The term 'Securities Exchange Act of 1934' is included in the Laws & Regulations edition of the Herold Financial Dictionary. Get yourself a copy now on Amazon - available as Kindle or Paperback.
The Securities Exchange Act of 1934 is also known by its acronym of SEA. This piece of legislation was crafted in order to regulate transactions in securities which trade on the secondary market after they are already issued. The goal of this is to guarantee a higher level of financial transparency, better accuracy of trades, and a lower degree of manipulation and outright fraud.
This The Securities Exchange Act of 1934 laid the grounds for the SEC Securities Exchange Commission creation. In this way, the SEC became the SEA’s regulatory body. Thanks to the act, the Securities Exchange Commission gained the authority to regulate securities like over the counter issues, stocks, and bonds. Thy also have regulatory oversight on the markets as a whole and the behavior of all financial professionals which includes dealers, brokers, and financial advisors. The SEC also reviews the financial reports of the various publically trading corporations, which they mandate be released.
Every company which chooses to be exchange listed has to adhere to the rules and regulations which The Securities Exchange Act of 1934 spells out for everyone. The principle requirements are disclosure, registration of all stock exchange listed securities, audit and margin requirements, and proxy solicitations. The reason for such requirements as these are to make sure that the playing field is level and fair. They also want to instill confidence in investors who participate in the various stock exchange markets.
It was then-President Franklin D. Roosevelt and his administration which arranged for The Securities Exchange Act of 1934 to come to Congress. They launched it as their official response to the generally accepted idea that poor financial market practices had been the primary perpetrator in the Black Monday stock market collapse of 1929.This act actually was not the first such legislation on the topic. The Securities Exchange Act of 1933 preceded it by a year. The 1933 piece of legislation mandated that all corporations had to publically disclose important and regulated financial information. This covered distribution and sales of stock shares.

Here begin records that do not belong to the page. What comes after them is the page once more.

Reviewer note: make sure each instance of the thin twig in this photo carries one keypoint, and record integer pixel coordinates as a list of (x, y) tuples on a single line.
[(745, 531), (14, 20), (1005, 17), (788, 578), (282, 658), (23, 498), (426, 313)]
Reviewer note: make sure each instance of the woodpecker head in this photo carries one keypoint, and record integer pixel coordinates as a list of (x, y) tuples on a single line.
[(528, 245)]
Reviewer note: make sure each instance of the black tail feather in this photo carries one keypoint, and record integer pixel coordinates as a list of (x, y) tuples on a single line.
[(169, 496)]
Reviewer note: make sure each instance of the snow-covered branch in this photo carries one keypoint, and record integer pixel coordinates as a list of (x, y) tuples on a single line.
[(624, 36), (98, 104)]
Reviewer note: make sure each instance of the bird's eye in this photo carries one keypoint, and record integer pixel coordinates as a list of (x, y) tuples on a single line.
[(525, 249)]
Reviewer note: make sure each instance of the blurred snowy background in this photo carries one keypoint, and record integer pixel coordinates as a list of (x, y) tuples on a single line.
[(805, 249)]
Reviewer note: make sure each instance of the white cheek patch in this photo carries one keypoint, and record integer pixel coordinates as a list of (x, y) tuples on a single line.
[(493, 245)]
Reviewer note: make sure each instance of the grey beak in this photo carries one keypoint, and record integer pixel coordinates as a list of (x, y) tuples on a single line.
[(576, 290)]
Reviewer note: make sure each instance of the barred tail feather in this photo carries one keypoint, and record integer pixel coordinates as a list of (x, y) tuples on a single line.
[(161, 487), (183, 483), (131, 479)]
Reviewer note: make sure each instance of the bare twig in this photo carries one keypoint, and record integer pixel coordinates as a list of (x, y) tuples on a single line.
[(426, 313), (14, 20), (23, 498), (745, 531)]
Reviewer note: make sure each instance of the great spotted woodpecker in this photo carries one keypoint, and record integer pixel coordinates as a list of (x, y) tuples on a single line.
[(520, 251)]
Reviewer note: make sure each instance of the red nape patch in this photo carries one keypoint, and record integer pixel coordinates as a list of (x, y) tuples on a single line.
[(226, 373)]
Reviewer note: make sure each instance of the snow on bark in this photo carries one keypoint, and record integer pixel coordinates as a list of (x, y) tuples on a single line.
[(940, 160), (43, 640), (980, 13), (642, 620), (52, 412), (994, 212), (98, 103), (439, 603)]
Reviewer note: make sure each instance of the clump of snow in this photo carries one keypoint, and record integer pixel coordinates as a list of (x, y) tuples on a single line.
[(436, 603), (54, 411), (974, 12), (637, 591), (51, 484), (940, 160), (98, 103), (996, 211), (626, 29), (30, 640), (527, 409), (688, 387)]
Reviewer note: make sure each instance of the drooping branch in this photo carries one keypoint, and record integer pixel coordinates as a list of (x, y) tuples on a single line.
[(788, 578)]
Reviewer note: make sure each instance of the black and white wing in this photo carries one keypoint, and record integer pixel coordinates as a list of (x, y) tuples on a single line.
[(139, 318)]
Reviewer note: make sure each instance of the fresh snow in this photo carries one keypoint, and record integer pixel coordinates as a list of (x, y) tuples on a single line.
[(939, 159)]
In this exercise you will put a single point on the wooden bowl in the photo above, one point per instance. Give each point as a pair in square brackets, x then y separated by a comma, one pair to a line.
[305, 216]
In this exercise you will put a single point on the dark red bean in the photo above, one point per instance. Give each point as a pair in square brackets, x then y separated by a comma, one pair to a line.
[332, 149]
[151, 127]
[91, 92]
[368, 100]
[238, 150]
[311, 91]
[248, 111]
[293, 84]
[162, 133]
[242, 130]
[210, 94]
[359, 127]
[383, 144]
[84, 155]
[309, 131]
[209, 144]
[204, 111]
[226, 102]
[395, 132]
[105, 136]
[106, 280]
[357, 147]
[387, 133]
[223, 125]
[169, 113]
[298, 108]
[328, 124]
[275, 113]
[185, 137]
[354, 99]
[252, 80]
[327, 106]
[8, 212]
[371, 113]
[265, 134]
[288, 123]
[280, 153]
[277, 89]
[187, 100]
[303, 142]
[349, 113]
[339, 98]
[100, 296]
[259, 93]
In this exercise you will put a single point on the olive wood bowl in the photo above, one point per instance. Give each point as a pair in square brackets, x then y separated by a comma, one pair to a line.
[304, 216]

The 1934 act was more concerned with the behaviors of professionals in the financial advising and brokering industries.
The Roosevelt administration was not content with these two acts where regulation was concerned. They sponsored the Trust Indenture Act of 1934, the Public Utility Holding Company Act of 1935, The Investment Advisers Act of 1940, and finally the Investment Company Act of 1940. The numerous acts of legislation were passed in the wake of a devastated financial environment where the securities sales had little effective regulation. At the time, corporations could become controlled by a handful of investors while the public had no knowledge of these facts at all.
Thanks to this Securities Exchange Act of 1934, the SEC obtained broad and vast powers to oversee and police all corners of the securities business. To this effect, it is headed by five commissioners who lead the five divisions. The President of the United States appoints these commissioners. The divisions of the SEC are Division of Trading and Markets, Division of Corporation Finance, Division of Investment Management, Division of Economic and Risk Analysis, and Division of Enforcement.
They have both the authority and are the mandate to head up investigations into possible violations of The Securities Exchange Act of 1934. This covers a wide range of illegal and unscrupulous activities. Included in these are stealing the funds of clients, insider trading, selling unregistered stocks, manipulating the prices of the markets, and releasing falsified information or breaking the broker customer trust.
Besides this, the SEC is tasked with enforcing all corporate reporting they mandate for any company which possesses greater than $10 million of assets if their shares are owned by over 500 stake holders. The SEC has two tools for dealing with any and all matters which pertain to their areas of responsibility. They may settle any issue without it going to trial by dealing directly with the parties in question. They might also file a federal court case to resolve the problems.